方法:エピネフリン自動注射器(エピペン®、ジェクスト®、エメラード®)に関するPDの月次ログデータと、アナフィラキシー論文の開封に関するHLの月次ログデータを2016年から2022年の間に収集した。専門家による7種類の自動注射器の検索と市民による4種類のアナフィラキシー論文の開封を、フィンランド医薬品庁が報告したエピネフリン不足に関する情報と比較した。社会保険機関から提供された専門家の自動注射器処方についても評価した。
結果:エピペン®(N=111,740)、ジェクスト®(N=25,631)、エメラード®(N=18,329)の検索総数は2016~2022年に分析可能であった。
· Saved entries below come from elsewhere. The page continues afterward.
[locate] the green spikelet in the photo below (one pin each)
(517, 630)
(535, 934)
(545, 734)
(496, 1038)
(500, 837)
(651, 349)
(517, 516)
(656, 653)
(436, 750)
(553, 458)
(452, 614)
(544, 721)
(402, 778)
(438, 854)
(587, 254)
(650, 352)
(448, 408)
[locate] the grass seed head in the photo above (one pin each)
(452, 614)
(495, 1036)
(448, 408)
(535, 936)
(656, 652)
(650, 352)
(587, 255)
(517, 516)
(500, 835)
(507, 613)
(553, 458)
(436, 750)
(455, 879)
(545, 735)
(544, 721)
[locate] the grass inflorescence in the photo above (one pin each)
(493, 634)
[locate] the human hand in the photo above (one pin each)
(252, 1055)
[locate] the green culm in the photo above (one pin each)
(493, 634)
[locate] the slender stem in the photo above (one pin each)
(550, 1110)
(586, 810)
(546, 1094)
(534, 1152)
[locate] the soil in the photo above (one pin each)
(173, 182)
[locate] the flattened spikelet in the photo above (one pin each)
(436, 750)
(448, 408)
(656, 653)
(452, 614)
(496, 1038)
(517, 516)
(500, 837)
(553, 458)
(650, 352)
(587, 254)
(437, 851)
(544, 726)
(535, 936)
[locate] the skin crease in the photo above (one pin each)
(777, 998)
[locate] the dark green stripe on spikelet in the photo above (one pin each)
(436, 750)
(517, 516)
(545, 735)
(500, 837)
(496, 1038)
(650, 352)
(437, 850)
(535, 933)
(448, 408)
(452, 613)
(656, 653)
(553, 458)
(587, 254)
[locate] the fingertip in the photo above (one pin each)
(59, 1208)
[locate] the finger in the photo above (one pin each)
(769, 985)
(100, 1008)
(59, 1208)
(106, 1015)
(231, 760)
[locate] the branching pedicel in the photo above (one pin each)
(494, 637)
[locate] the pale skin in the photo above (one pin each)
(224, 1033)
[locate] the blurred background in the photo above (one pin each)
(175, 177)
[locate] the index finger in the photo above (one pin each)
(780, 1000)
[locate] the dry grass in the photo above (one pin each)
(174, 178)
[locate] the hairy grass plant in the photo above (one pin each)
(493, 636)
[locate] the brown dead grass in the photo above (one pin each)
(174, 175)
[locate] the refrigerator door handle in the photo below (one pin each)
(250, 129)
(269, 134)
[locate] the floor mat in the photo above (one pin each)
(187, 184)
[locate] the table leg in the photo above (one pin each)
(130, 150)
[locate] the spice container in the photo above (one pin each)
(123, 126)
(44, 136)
エピペン®のみは夏期に季節的なパターンを視覚的に示すことができ、世界的にエピペン®の大規模な不足が現れた2018年夏に勢いよくピークに達した。アナフィラキシーの記事は、全体で2,030,855件の開封に相当した。アナフィラキシーの1つの記事(「咬傷と刺傷」)の開設は夏の時期にピークを迎えたが、別の記事(「アナフィラキシー反応」)のピークはCOVID-19の予防接種が始まった2020年末に1度だけ(3倍増)あり、自動注射器の処方は最も少なかった。エピペン®50本、ジェクスト®1本、エメラード®12本の欠品が報告された。自動注射器処方のピークは夏場にほぼ2倍に増加した。
結論:本研究は、(1)エピネフリン不足は専門家による自動注射器の検索と関連していること、(2)市民によるアナフィラキシーに関する情報収集は、夏期および処方数の少ない不足と関連していることを示した。したがって、専門家や市民を対象としたインターネット上の専用データベースは、アナフィラキシー反応や自動注射器不足を検出するための追加的な情報源として利用できる可能性がある。